Message d’été 2025

Dessin réalisé par Andreï, 12 ans, habitant du mahala | © Maria Dacheva / ATD Quart Monde
Voyez notre école !
Le téléphone sonne au Centre national à Treyvaux! Simeon, volontaire suisse de l’équipe du Mouvement ATD Quart Monde à Sofia en Bulgarie, a la voix grave: «Ce matin à 5h, les policiers sont arrivés en force et ont donné une heure aux familles du mahala* pour emmener ce qu’elles voulaient garder, avant que les bulldozers ne commencent à raser leurs maisons.»
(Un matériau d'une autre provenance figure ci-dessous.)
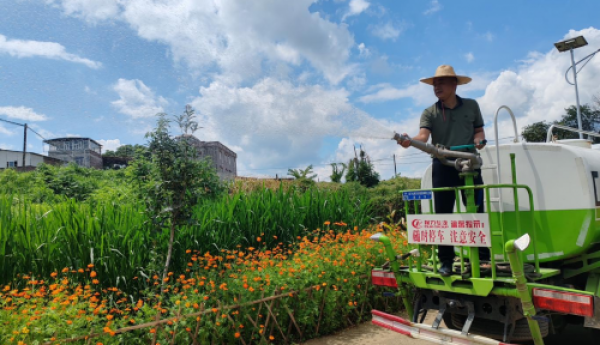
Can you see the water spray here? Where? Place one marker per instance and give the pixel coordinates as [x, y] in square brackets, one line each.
[465, 161]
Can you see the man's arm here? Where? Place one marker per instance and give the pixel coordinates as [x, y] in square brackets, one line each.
[423, 136]
[479, 136]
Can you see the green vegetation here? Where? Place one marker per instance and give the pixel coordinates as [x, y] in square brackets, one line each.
[164, 237]
[590, 119]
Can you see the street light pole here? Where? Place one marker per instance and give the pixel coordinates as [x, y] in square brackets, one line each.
[570, 44]
[574, 67]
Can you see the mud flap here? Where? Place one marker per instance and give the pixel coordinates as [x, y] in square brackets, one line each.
[425, 332]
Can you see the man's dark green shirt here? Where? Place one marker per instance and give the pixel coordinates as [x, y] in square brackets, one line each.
[453, 127]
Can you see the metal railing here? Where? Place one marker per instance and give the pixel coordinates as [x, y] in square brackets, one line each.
[494, 233]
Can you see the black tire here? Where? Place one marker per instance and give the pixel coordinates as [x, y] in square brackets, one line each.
[448, 321]
[495, 329]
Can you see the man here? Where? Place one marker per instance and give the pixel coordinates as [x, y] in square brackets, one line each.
[451, 121]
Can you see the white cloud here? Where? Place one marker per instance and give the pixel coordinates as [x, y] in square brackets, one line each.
[363, 51]
[356, 7]
[5, 146]
[537, 90]
[5, 131]
[50, 50]
[421, 94]
[488, 36]
[136, 99]
[88, 90]
[278, 123]
[387, 31]
[90, 10]
[434, 6]
[469, 57]
[236, 36]
[22, 113]
[109, 144]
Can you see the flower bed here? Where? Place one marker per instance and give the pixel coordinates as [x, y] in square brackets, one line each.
[248, 295]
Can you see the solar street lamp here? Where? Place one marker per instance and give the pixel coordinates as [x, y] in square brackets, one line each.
[569, 45]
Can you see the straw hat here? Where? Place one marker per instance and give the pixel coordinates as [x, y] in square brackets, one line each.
[446, 71]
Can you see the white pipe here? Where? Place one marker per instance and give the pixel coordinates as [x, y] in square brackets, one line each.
[549, 133]
[516, 140]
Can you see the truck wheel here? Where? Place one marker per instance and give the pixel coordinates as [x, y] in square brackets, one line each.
[448, 321]
[495, 329]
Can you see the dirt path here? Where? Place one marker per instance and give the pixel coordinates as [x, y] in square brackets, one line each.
[369, 334]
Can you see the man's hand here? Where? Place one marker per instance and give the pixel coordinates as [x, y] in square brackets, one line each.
[404, 143]
[479, 144]
[479, 138]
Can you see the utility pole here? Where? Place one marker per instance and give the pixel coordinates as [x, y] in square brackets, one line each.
[574, 66]
[24, 143]
[356, 164]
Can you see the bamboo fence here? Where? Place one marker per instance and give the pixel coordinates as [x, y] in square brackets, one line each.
[279, 324]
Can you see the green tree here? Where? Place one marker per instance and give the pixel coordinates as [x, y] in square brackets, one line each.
[590, 118]
[367, 175]
[336, 173]
[302, 173]
[173, 180]
[351, 174]
[362, 170]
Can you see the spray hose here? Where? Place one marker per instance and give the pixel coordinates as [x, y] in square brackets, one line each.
[465, 161]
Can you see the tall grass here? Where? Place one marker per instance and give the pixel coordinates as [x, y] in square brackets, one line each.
[39, 239]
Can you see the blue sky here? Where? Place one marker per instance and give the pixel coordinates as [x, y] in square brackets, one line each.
[283, 83]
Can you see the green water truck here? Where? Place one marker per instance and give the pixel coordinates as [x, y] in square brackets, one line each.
[541, 225]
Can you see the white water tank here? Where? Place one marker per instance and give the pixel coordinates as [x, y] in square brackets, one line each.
[576, 142]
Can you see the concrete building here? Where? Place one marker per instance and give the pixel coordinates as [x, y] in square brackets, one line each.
[14, 159]
[85, 152]
[223, 159]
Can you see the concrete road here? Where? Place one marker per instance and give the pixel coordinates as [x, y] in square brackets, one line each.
[369, 334]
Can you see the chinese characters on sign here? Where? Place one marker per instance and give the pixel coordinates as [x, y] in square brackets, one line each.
[464, 229]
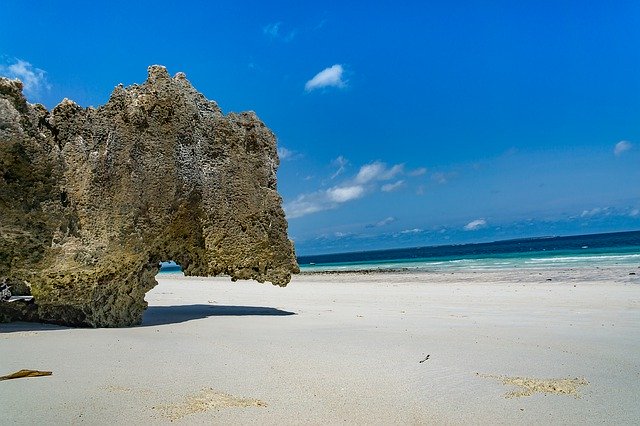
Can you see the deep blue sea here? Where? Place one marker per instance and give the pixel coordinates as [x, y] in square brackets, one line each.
[620, 248]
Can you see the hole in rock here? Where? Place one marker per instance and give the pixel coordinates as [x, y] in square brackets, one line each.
[170, 267]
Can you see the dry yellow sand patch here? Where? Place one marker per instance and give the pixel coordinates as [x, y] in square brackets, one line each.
[528, 386]
[206, 399]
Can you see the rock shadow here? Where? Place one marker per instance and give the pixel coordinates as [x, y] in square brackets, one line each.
[161, 315]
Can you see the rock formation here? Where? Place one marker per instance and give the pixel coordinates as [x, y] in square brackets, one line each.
[91, 200]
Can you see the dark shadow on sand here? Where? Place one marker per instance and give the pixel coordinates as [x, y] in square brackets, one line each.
[161, 315]
[23, 326]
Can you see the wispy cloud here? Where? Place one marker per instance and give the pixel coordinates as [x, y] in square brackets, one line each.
[33, 79]
[418, 172]
[285, 154]
[474, 225]
[390, 187]
[411, 231]
[378, 171]
[328, 77]
[322, 200]
[596, 211]
[274, 31]
[443, 178]
[342, 194]
[384, 222]
[622, 147]
[351, 189]
[341, 163]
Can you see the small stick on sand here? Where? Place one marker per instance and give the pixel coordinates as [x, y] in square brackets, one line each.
[26, 373]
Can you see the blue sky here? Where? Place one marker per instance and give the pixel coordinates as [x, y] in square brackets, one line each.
[399, 123]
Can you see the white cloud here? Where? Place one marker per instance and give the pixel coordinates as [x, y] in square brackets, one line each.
[273, 31]
[349, 190]
[418, 172]
[411, 231]
[595, 212]
[341, 164]
[285, 154]
[475, 225]
[442, 178]
[346, 193]
[328, 77]
[322, 200]
[622, 147]
[389, 187]
[386, 221]
[33, 79]
[377, 171]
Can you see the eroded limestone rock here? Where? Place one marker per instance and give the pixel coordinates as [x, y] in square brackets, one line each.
[91, 200]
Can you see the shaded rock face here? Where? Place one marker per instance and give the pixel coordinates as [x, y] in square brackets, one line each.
[91, 200]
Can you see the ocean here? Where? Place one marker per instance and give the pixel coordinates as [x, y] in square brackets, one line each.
[619, 248]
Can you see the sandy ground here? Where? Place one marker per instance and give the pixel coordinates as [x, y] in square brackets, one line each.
[493, 347]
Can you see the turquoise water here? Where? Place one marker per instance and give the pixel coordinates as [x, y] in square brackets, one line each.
[621, 249]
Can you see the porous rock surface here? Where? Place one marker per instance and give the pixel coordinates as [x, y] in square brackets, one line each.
[91, 200]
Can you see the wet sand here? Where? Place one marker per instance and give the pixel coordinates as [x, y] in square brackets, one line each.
[485, 347]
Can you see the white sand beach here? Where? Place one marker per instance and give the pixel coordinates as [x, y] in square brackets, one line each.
[403, 348]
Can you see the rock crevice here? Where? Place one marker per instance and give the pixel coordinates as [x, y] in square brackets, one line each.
[92, 199]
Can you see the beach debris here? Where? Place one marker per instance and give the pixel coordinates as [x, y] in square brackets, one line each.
[528, 385]
[206, 399]
[26, 373]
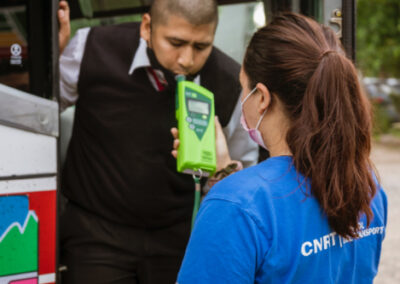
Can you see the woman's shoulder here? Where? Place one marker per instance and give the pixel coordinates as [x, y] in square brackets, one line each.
[262, 181]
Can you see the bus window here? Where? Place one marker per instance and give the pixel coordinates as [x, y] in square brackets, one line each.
[28, 53]
[13, 48]
[232, 36]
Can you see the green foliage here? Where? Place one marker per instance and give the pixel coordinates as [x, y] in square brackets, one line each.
[378, 37]
[396, 101]
[381, 120]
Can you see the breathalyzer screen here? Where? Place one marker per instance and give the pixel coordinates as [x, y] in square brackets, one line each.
[198, 106]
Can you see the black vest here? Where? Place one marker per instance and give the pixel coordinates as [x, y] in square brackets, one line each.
[119, 164]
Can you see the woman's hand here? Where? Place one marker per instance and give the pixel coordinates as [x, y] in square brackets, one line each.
[64, 31]
[223, 157]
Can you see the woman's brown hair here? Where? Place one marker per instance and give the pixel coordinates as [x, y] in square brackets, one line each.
[303, 64]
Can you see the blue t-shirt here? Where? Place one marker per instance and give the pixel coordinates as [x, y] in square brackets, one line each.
[258, 226]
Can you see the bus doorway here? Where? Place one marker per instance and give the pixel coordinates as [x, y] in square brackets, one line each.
[29, 138]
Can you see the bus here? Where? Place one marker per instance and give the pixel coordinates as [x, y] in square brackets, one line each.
[34, 135]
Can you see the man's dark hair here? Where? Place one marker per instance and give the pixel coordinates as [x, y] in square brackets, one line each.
[196, 12]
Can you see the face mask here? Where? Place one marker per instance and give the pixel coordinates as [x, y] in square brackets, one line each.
[254, 133]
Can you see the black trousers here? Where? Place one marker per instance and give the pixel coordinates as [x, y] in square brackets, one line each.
[97, 251]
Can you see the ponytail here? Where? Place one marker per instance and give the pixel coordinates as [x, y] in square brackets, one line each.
[303, 64]
[330, 141]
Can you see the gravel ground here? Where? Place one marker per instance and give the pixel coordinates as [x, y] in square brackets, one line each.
[386, 157]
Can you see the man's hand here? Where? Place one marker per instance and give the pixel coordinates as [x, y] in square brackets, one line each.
[65, 29]
[223, 157]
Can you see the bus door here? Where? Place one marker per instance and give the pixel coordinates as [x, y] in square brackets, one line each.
[28, 140]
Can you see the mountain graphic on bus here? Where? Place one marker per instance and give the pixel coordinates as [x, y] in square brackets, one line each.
[19, 238]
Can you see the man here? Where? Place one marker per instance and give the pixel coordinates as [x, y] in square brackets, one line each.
[128, 214]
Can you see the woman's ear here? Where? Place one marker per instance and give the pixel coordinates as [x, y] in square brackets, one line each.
[265, 99]
[145, 27]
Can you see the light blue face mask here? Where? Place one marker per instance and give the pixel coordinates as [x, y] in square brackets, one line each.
[254, 133]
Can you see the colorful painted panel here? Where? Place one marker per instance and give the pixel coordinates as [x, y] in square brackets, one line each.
[27, 237]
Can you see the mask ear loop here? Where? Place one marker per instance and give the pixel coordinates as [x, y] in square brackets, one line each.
[248, 96]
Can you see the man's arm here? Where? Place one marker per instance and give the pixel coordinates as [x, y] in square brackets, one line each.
[70, 65]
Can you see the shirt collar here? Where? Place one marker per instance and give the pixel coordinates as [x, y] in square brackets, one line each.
[141, 60]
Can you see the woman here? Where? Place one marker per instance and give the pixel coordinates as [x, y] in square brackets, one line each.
[312, 212]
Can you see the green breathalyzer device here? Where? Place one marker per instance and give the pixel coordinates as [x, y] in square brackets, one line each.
[195, 115]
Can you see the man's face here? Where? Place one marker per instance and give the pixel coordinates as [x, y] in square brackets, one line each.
[179, 46]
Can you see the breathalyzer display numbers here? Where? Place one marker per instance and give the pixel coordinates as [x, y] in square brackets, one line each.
[198, 106]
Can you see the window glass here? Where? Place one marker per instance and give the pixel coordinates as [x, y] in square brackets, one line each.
[232, 36]
[14, 48]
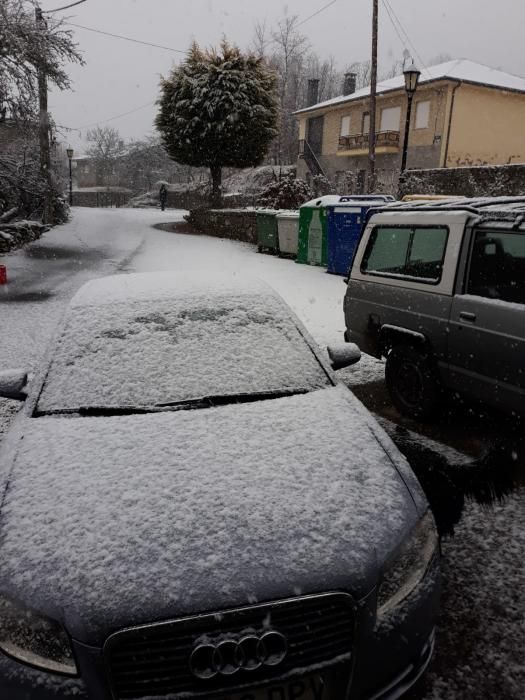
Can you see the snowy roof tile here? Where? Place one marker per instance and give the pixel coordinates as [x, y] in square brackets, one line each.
[461, 69]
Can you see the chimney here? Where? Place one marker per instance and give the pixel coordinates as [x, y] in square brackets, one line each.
[349, 83]
[313, 92]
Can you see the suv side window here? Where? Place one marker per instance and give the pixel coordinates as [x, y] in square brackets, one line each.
[413, 252]
[497, 266]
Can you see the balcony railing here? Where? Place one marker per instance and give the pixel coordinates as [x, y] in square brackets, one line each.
[360, 141]
[306, 152]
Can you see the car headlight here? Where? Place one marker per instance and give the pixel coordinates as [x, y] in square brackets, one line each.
[409, 565]
[34, 639]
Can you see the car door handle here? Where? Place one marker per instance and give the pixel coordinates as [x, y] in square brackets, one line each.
[467, 316]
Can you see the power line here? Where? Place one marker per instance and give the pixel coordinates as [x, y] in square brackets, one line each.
[105, 121]
[392, 14]
[318, 12]
[66, 7]
[126, 38]
[401, 39]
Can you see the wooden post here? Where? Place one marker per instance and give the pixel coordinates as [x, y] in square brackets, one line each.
[373, 91]
[43, 126]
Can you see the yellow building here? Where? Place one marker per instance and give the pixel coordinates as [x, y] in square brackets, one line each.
[463, 113]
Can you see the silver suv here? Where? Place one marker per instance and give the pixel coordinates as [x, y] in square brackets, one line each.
[439, 290]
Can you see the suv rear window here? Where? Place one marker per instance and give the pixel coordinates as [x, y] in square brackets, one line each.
[410, 252]
[497, 266]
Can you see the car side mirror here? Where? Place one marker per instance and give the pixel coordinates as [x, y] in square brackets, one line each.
[343, 355]
[13, 384]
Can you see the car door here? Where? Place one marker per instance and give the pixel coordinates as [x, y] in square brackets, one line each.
[487, 322]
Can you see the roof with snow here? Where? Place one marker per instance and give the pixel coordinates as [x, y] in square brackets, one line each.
[462, 69]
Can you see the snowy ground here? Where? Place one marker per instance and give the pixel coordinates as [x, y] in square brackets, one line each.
[482, 628]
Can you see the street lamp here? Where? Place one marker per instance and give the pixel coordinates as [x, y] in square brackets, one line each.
[69, 152]
[411, 80]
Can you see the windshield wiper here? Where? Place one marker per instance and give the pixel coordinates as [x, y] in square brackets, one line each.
[243, 397]
[184, 405]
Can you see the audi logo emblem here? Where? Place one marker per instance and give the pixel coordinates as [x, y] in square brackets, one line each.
[229, 656]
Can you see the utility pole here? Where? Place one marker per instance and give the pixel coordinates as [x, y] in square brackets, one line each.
[43, 127]
[373, 91]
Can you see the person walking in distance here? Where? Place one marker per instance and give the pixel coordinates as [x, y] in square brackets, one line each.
[163, 195]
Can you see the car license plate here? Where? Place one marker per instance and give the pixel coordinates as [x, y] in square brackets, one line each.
[307, 688]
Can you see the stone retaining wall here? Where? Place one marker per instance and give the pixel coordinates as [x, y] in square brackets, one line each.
[17, 234]
[479, 181]
[236, 224]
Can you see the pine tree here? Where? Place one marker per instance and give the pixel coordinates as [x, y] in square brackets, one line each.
[218, 109]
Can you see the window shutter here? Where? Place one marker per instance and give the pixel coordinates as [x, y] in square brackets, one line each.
[390, 119]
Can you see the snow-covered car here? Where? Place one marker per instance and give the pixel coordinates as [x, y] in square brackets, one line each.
[191, 505]
[438, 288]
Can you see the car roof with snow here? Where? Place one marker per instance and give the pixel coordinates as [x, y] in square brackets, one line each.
[483, 208]
[151, 341]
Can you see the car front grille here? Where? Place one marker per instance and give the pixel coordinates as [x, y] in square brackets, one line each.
[154, 660]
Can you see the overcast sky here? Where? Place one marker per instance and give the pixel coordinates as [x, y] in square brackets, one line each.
[120, 77]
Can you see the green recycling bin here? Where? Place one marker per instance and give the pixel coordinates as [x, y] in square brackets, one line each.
[288, 228]
[312, 246]
[267, 232]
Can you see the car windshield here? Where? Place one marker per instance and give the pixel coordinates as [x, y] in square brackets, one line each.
[157, 353]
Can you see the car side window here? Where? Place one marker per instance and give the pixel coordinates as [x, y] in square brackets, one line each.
[497, 266]
[412, 252]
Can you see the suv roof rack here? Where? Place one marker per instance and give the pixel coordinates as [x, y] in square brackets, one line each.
[484, 208]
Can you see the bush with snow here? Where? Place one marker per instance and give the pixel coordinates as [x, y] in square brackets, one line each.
[287, 192]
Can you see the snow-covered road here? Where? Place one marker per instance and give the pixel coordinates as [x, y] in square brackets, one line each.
[482, 628]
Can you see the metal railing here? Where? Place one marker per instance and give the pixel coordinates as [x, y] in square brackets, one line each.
[306, 152]
[357, 141]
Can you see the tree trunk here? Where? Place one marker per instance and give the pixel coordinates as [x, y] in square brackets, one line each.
[216, 186]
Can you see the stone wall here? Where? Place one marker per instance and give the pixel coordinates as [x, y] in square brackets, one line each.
[236, 224]
[16, 234]
[100, 197]
[481, 181]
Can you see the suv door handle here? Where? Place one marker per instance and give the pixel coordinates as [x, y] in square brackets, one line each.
[467, 316]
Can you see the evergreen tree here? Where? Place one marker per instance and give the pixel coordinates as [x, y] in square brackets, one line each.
[218, 109]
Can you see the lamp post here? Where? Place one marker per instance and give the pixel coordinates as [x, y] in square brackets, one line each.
[69, 152]
[411, 79]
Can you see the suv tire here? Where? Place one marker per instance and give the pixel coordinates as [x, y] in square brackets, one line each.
[412, 381]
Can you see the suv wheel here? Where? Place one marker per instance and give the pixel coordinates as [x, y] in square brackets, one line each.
[412, 381]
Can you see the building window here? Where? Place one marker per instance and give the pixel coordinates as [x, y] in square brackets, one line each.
[390, 119]
[345, 126]
[422, 114]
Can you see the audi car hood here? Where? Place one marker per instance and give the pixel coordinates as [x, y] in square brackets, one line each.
[115, 521]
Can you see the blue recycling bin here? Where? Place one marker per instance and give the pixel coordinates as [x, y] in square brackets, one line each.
[344, 224]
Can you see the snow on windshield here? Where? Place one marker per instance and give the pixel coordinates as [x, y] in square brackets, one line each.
[145, 353]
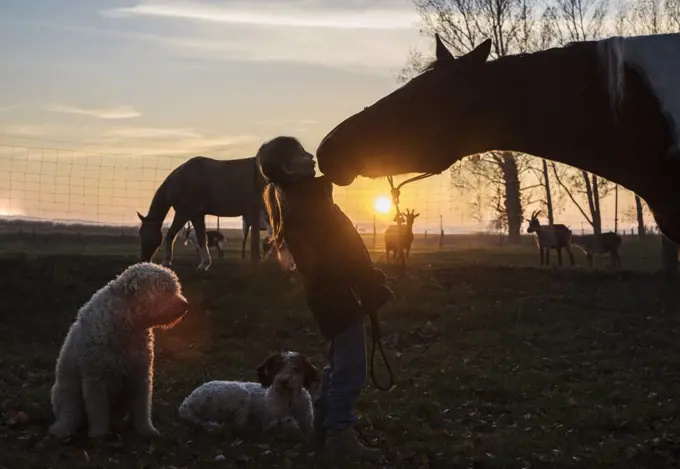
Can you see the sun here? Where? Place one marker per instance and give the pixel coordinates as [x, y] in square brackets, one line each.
[383, 204]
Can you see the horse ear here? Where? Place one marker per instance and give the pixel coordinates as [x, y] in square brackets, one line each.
[442, 53]
[479, 54]
[268, 369]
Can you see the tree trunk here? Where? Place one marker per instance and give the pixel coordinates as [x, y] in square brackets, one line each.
[513, 201]
[548, 193]
[642, 231]
[669, 260]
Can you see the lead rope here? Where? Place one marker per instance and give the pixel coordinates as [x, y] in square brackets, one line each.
[375, 325]
[375, 333]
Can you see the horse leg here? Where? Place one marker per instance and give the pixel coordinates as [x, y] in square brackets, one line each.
[199, 227]
[246, 228]
[177, 224]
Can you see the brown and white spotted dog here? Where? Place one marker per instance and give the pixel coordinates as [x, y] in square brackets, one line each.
[280, 401]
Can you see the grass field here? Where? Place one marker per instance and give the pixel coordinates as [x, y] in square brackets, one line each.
[499, 363]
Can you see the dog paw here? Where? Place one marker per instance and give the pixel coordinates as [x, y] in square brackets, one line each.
[97, 434]
[58, 430]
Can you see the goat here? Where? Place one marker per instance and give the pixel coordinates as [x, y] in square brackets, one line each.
[605, 243]
[551, 237]
[399, 237]
[215, 239]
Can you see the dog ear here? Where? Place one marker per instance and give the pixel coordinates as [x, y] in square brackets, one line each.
[311, 374]
[268, 369]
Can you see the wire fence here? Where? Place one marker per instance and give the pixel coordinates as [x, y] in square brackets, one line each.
[76, 186]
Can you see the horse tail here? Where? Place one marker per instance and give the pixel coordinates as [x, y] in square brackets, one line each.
[273, 201]
[162, 199]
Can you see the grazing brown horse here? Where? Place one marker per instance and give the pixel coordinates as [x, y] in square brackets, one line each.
[200, 186]
[610, 107]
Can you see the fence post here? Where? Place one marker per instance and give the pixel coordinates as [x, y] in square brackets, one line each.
[669, 258]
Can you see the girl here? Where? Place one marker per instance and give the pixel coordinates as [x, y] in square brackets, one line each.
[340, 283]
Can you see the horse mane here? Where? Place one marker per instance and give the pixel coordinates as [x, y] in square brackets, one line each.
[611, 54]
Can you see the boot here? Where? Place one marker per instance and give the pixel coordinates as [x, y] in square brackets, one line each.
[342, 446]
[318, 437]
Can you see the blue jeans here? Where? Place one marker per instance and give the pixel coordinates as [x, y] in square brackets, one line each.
[342, 379]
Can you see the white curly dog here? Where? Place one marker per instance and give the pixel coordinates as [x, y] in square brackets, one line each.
[105, 366]
[279, 402]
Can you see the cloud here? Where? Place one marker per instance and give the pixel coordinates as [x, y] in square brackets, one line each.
[118, 112]
[284, 121]
[133, 141]
[273, 14]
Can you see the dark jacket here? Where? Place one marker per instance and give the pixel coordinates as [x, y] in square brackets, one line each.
[339, 279]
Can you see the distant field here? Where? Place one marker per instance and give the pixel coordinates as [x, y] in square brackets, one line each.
[499, 363]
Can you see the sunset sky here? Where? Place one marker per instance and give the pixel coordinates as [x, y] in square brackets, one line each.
[174, 79]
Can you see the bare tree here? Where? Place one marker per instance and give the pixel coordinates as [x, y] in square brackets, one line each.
[649, 17]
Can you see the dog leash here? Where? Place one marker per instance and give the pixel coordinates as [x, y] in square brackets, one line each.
[375, 333]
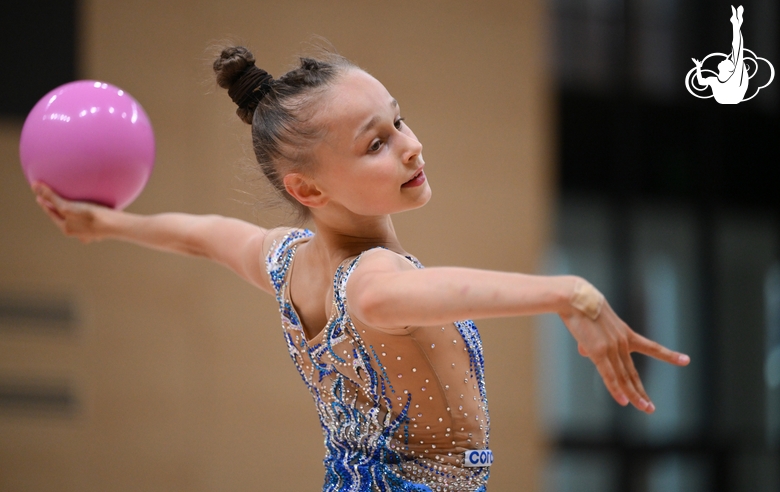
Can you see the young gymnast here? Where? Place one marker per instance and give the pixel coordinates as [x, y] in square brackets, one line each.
[731, 84]
[397, 379]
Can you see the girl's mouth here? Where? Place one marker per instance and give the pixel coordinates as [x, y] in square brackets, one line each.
[416, 180]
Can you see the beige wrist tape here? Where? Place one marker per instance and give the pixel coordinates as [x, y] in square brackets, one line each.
[587, 299]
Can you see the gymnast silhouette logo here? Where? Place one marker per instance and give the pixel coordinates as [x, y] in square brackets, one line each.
[730, 84]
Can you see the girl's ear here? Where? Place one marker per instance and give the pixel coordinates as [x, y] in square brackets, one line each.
[303, 189]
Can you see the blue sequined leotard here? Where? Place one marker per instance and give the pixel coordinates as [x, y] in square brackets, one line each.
[398, 409]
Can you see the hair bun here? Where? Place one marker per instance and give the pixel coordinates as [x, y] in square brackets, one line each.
[246, 83]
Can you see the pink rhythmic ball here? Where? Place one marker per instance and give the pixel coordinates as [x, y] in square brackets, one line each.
[89, 141]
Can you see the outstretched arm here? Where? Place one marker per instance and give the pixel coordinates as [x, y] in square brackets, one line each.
[231, 242]
[736, 37]
[385, 292]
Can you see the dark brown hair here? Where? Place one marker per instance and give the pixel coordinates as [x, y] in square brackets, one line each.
[279, 110]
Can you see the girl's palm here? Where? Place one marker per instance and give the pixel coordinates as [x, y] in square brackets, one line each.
[609, 342]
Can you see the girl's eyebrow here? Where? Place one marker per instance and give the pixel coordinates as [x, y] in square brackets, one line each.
[373, 121]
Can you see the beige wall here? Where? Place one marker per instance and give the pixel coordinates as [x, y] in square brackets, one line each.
[179, 368]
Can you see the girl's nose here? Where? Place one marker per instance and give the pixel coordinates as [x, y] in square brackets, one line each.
[412, 150]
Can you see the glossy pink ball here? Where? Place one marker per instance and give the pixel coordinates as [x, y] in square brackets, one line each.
[89, 141]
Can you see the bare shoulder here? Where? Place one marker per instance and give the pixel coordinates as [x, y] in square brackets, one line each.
[275, 236]
[381, 260]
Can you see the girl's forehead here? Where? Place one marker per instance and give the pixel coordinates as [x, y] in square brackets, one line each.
[356, 98]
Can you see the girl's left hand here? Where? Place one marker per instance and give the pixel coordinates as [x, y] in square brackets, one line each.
[81, 220]
[609, 342]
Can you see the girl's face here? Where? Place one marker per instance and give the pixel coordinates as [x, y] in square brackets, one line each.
[369, 162]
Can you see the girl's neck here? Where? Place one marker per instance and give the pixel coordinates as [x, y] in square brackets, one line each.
[336, 241]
Après des jours et des nuits d’attente et de démarches incessantes, suite à l’annonce par le maire il y a un mois de la destruction du quartier, il a fallu faire face à l’expulsion tant redoutée. Et cela six jours avant Pâques, fête la plus célébrée en Bulgarie et qui rassemble chaque famille! L’équipe du Mouvement – Maria, Lou et Simeon – était sur place ce matin-là. Craignant que les autorités ne passent à l’acte, elle était restée les deux dernières nuits avec les familles, rassemblées autour d’un feu, justement à l’endroit où depuis deux ans, chaque mercredi et samedi, Lou, Simeon, accompagnés de jeunes du pays, y déposaient couvertures, livres et crayons pour y animer la Bibliothèque de rue. Ils se rappellent de la machine du bonheur que des enfants ont construite et qui a fait dire à leurs parents:
«Le bonheur, c’est le calme, la tranquillité qu’on n’a jamais.»
Et, tout dernièrement, la lecture de La maison des Barbapapa – une histoire qui raconte justement comment les Barbapapa sont expulsés de leur habitation – a conduit les enfants à bricoler des maisons à l’aide de grands cartons et à exprimer ce qu’ils vivent et espèrent: «Cette maison est à deux étages avec quatre appartements pour que mes oncles et tantes puissent aussi y vivre.»
En six heures, le mahala est détruit. Les familles se rassemblent devant la mairie, elles n’ont nulle part où aller. «On n’est pas des chiens, on a droit à un logement digne qui nous permette d’élever nos enfants et de travailler.» La mairie parle d’une cinquantaine de personnes déplacées. L’équipe d’ATD en recense plus de 200. Et, avec elles, une plainte collective est déposée auprès de la Cour européenne des Droits de l’Homme.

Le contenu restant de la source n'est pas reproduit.